本発明の方法は、受容体としてプロトゲラスト。The method of the invention uses protogelast as the receptor.
単細胞及び構造体中の細胞を使用することができ;DN
A分子及び自律的に複製するオルガネラは形質転換性因
子として使用される。これは、遺伝子工学的な操作に関
与される種、たとえば重要な農業用植物(たとえば穀物
類)の数を増大せしめる。Single cells and cells in structures can be used; DN
A molecules and autonomously replicating organelles are used as transforming factors. This increases the number of species, such as important agricultural plants (eg, cereals), that are involved in genetic engineering operations.
本発明は次の方法によって達成される。受容体として使
用される、対応する栄養溶液中のプロトゲラスト、単細
胞又は構造体中の細胞(マイクロカルス、胚形成カルス
、胚様体)を、顕微鏡ステージ上に据見つけられたマイ
クロチャンバー中に置き、そしてたとえばサッカーの助
けによって寒天中に注ぐことによって又は機械的に固定
する。

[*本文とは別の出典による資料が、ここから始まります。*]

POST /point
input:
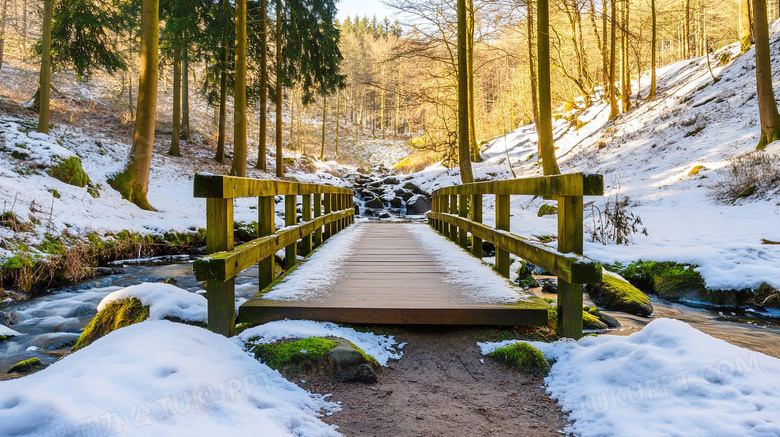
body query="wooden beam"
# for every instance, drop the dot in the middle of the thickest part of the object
(572, 268)
(575, 184)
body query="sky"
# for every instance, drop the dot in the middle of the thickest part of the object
(363, 7)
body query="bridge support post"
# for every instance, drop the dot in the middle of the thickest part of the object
(318, 213)
(463, 210)
(266, 225)
(220, 294)
(476, 215)
(453, 210)
(306, 216)
(569, 240)
(502, 223)
(290, 218)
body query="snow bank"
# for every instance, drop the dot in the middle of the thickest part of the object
(321, 268)
(465, 271)
(163, 300)
(381, 347)
(159, 378)
(668, 379)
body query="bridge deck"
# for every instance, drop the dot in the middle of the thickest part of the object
(388, 276)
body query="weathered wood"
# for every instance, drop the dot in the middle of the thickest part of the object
(502, 224)
(220, 294)
(463, 209)
(318, 213)
(476, 215)
(229, 264)
(575, 184)
(266, 225)
(570, 267)
(226, 187)
(305, 217)
(290, 218)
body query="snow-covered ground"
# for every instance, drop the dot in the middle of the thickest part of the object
(667, 380)
(646, 155)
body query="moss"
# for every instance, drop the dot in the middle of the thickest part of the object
(695, 170)
(616, 294)
(547, 210)
(523, 357)
(283, 354)
(25, 366)
(114, 316)
(70, 171)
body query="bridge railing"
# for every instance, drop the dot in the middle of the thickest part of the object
(457, 212)
(325, 210)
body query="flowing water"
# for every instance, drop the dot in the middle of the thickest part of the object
(50, 324)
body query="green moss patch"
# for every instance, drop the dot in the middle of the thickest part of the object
(619, 295)
(114, 316)
(70, 171)
(283, 354)
(522, 357)
(27, 366)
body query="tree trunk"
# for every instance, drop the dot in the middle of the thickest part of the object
(261, 144)
(133, 182)
(220, 158)
(613, 108)
(45, 78)
(745, 39)
(464, 151)
(174, 150)
(185, 94)
(239, 94)
(767, 107)
(324, 108)
(544, 128)
(653, 44)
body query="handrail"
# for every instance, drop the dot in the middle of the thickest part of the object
(332, 211)
(457, 212)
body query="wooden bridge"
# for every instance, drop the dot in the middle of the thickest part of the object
(383, 273)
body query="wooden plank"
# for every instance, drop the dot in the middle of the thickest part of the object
(570, 267)
(574, 184)
(228, 264)
(218, 186)
(266, 225)
(502, 224)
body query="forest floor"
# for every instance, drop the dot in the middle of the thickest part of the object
(443, 386)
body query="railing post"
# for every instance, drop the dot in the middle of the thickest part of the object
(476, 215)
(328, 205)
(318, 213)
(569, 240)
(290, 218)
(266, 225)
(454, 211)
(220, 295)
(463, 206)
(502, 223)
(306, 216)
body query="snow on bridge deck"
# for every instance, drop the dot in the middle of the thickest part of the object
(394, 273)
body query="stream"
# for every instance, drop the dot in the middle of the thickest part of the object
(51, 323)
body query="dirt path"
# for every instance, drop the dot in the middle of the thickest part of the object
(440, 388)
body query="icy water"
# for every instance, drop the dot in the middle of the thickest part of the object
(50, 324)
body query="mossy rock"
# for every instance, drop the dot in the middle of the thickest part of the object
(70, 171)
(114, 316)
(27, 366)
(522, 357)
(547, 210)
(618, 295)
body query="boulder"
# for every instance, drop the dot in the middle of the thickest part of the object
(418, 204)
(616, 294)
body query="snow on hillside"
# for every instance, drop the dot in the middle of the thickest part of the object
(667, 380)
(646, 155)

The present invention is achieved by the following method. Protogellasts, single cells or cells in structures (microcallus, embryogenic callus, embryoid bodies) in the corresponding nutrient solution, used as receptors, are placed in a microchamber mounted on a microscope stage. Place and fix by pouring into agar, for example with the help of a sucker or mechanically.
対応する培地中の形質転換性因子(グラスミド。Transforming factor (Grasmid) in the corresponding medium.
コスミド、クロロシラスト)によシ満たされたガラス性
マイクロピペットを、マイクロマニプレーターの助けに
よって前記受容体中に注入し、そして該注入は、光学的
顕微鏡の調整下で行なわれる。A glass micropipette filled with cosmid, chlorocilast) is injected into the receptor with the aid of a micromanipulator, and the injection is carried out under the control of an optical microscope.
マイクロイ/ノエクシ冒ンは、空気圧又は水圧下で又は
電界の効果下で達成される。注入される溶液の体積は、
1〜10ピコリツターと異なる。すべての操作は殺菌条
件下で行なわれる。注入された受容体は、選択栄養培地
に移され、そしてその選択は形質転換性因子によって決
定される。形質転換体の選択及びそれらのバイオマスの
蓄積は、選択培地上の受容体の反復トランスファーに基
づいて行なわれる。植物は、形質転換された細胞系及び
細胞構造体から選択培地上で再生される。Micro-/no-exchange is achieved under pneumatic or hydraulic pressure or under the effect of an electric field. The volume of solution injected is
It differs from 1 to 10 picoliters. All operations are performed under sterile conditions. The injected receptors are transferred to a selective nutrient medium, and the selection is determined by the transforming factor. Selection of transformants and accumulation of their biomass is carried out on the basis of repeated transfer of receptors on selection media. Plants are regenerated from transformed cell lines and cell constructs on selective media.
本発明をさらに理解するために、特定の例を下記に例示
的に与える。In order to further understand the invention, specific examples are provided below by way of illustration.
例1
最端直径約1μmのマイクロピペットを、ニコチら単離
されたプロトゲラスト中に挿入し、そして緩衝液ピコリ
ッター当シ約100のレグリカの量でpsV2N・0グ
ラスミドを含む緩衝溶液(10μMのTrys、 pH
7,2r 1 mM のナトリウムエチレンジアミンテ
トラアセテ−) 、 5mMf)kcjり 1〜2ピ
コリツターを水圧システムの助けにより加圧する。Example 1 A micropipette with a diameter of approximately 1 μm at the tip end is inserted into a protogellast isolated by Nicoci et al. and a buffer solution containing psV2N.0 glasmid (10 μM Trys, pH
7,2r1mM sodium ethylenediaminetetraacetate), 5mMf) kcj 1-2 picoliters are pressurized with the aid of a hydraulic system.
マイクロインジェクシ冒ンの間、最初の分裂まで、プロ
トゲラストは、0.1重量%のアガロースを含むCab
rche栄養培地中に存在する。注入されたプロトプラ
ストから形成されたマイクロコロニイーを、60 Q/
dm’の抗生物質、カナマイシンスルフェートを含む
Gamburg培地上に移す。8種の細胞系を、53の
注入されたプロトゲラストから得、前記細胞系は120
1f!9/ dm”までの抗生物質を含む培地上で増殖
することができる。形質転換効率は15%であった。植
物ホルモンの添加なしでのGamburg培地上に得ら
れた3種の耐性系から、カナマイシンを含む培地上で増
殖し、そして根をはることができる植物を再生した。During microinjection, until the first split, the protogelasts were incubated with Cab containing 0.1% by weight agarose.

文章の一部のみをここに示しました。